Такая механизация, сберегающая труд и время, означала, что впервые в истории изготовление ткани забрали из рук и домов и передали станкам и фабрикам[299]. Для промышленников и торговцев это, разумеется, имело финансовый смысл. Если индийским прядильщикам требовалось 50 000 часов, чтобы вручную превратить 100 фунтов хлопка-сырца в нить, то прядильная машина выполняла эту работу за пятую часть этого времени. Стоимость пряжи и ткани с этого момента пошла вниз, позволяя европейским тканям конкурировать на международном рынке. Британия больше других вкладывалась в новую технологию для производства хлопка. К 1862 г. страна стала домом для двух третей прядильных машин всего мира. Примерно от 1⁄5 до ¼ ее населения были заняты на этом производстве, и почти половину ее экспорта составляли ткани и пряжа. В 1830 г. фунт британской пряжи № 40 (тонкая нить) был в три раза дешевле своего индийского конкурента. В конце концов она стала настолько дешевой, что индийские ткачи покупали и использовать нить, «вернувшуюся» из Англии[300].

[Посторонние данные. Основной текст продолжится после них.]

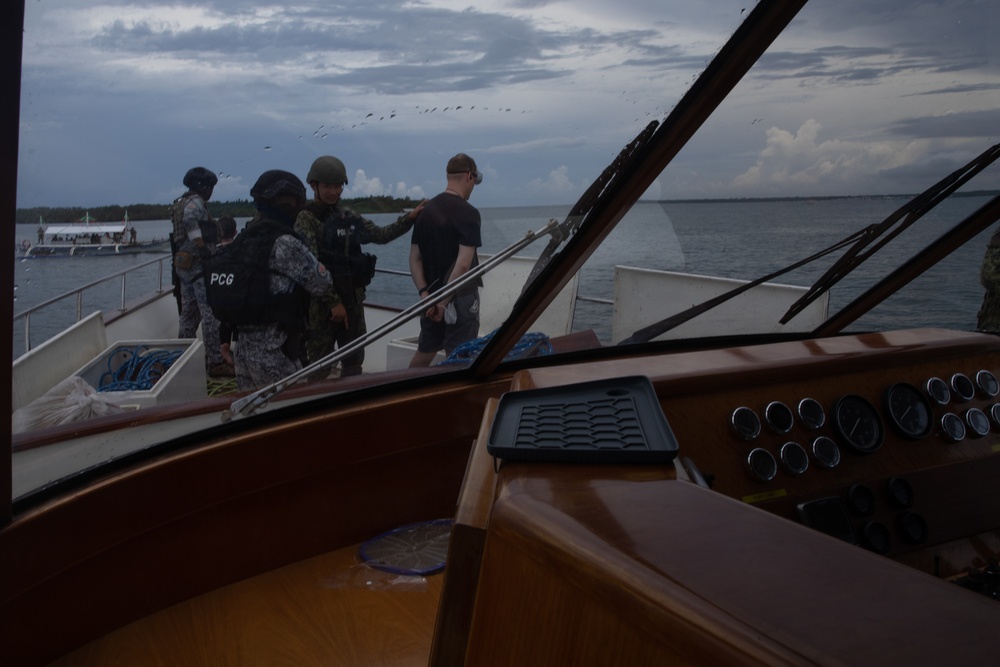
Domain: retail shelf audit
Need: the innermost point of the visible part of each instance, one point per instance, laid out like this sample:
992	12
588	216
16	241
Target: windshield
855	108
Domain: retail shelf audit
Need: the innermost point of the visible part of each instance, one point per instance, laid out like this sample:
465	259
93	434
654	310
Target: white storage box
183	381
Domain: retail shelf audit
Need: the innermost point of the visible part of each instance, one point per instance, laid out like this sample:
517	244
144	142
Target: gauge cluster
938	409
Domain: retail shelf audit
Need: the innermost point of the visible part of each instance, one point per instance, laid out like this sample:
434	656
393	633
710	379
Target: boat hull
50	250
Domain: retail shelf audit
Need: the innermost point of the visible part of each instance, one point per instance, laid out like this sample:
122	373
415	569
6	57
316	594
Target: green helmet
327	169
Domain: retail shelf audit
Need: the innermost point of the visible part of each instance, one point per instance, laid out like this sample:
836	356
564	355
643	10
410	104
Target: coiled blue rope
140	370
530	343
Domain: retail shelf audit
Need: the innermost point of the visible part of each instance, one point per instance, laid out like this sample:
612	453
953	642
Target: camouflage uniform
989	276
191	220
265	352
348	231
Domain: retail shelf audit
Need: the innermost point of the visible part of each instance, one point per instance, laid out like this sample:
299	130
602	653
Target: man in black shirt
443	248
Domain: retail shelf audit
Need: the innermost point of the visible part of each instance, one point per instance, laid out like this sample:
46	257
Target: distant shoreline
374	205
744	200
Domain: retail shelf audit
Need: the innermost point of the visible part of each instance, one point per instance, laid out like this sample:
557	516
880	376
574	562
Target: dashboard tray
618	420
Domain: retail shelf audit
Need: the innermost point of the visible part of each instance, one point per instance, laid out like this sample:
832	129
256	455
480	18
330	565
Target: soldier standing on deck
335	235
272	349
194	237
989	276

На переработке и торговле хлопком делали состояния. Сэмюэл Тачетт превратился из манчестерского производителя хлопковых тканей в богатого и влиятельного члена парламента и политического деятеля, способного отдать 30 000 фунтов стерлингов на государственный заем в 1757 г. Его богатство и карьера в большой степени основывались на производстве клетчатой «гвинейской ткани» для африканского рынка рабов[301]. Его родной город тоже процветал, пусть даже множившиеся мануфактуры выбрасывали в небо над ним все больше смога. Алексис де Токвиль, французский дипломат и общественный критик, посетил город в 1835 г. и дал ему парадоксальную оценку. «Из этой клоаки, – написал он, – вытекает чистое золото»[302].

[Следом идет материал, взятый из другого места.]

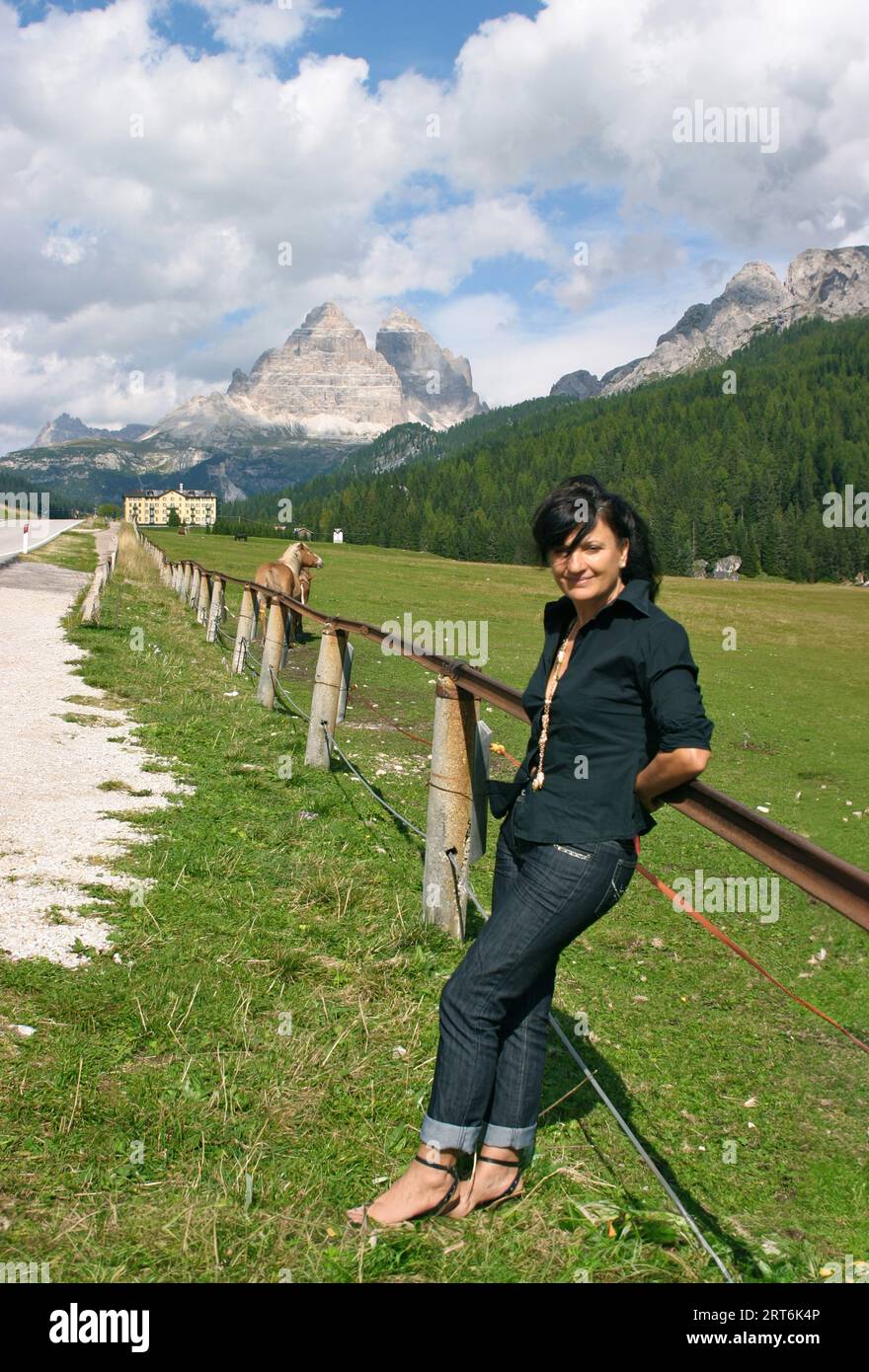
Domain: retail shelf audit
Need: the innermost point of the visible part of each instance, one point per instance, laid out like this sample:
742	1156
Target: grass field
261	1056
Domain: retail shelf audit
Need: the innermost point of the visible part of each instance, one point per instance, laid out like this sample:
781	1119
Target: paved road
56	826
41	531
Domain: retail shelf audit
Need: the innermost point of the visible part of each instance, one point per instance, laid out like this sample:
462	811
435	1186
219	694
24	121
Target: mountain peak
400	321
832	283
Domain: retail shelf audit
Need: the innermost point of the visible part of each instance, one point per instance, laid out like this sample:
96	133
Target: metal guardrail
822	875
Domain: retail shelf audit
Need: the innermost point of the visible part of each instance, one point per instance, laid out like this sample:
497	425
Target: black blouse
629	692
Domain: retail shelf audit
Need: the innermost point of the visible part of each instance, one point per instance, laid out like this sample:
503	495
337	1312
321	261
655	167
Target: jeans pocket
587	854
619	881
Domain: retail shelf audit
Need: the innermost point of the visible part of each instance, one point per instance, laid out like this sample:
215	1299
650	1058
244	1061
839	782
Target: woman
616	718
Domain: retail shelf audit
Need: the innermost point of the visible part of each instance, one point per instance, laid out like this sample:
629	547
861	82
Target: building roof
171	490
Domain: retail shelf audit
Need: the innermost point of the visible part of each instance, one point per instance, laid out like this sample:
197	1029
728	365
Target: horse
305	579
284	576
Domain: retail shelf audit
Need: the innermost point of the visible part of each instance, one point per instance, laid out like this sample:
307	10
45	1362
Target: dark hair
555	520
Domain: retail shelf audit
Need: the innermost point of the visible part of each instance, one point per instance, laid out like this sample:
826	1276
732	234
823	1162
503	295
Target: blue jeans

Единственным ограничителем этого прилива богатства были поставки хлопка-сырца. Бо́льшую часть своей истории возделывание хлопка было дополнением к семейному доходу. Фермеры сажали хлопок наряду с другими культурами, как правило продовольственными, что уберегало их от риска: если одна культура пострадает от вредителей или природных катаклизмов, другая уцелеет и обеспечит их. И если урожай хлопка погибнет полностью, они смогут по крайней мере прокормить себя. Этот подход был разумным для индивидуальных фермеров. Но это же означало, что превращение хлопкового линта в материю осуществлялось в малых количествах, без координации усилий и в зависимости от других хозяйственных приоритетов и сезонных работ. Ткачи и прядильщики регулировали время и стоимость своей работы, даже если часть ее уходила на оплату налогов и долгов. Это не соответствовало интересам колониальной политики. Для фабрик, вечно жаждущих хлопка, требовались крупные фермы, на которых выращивался бы только хлопок, подходящий для дальнейшей переработки и превращения в ткани, чтобы обменять его на деньги и рабов. Ткацкие фабрики в Манчестере и в других местах работали эффективно только в том случае, если поставки хлопка были регулярными. До 1780-х гг. достичь этого можно было, только привозя хлопок со всего мира. Ливерпульские доки захлебывались от хлопка из Индии, Леванта, Вест-Индии и Бразилии[303].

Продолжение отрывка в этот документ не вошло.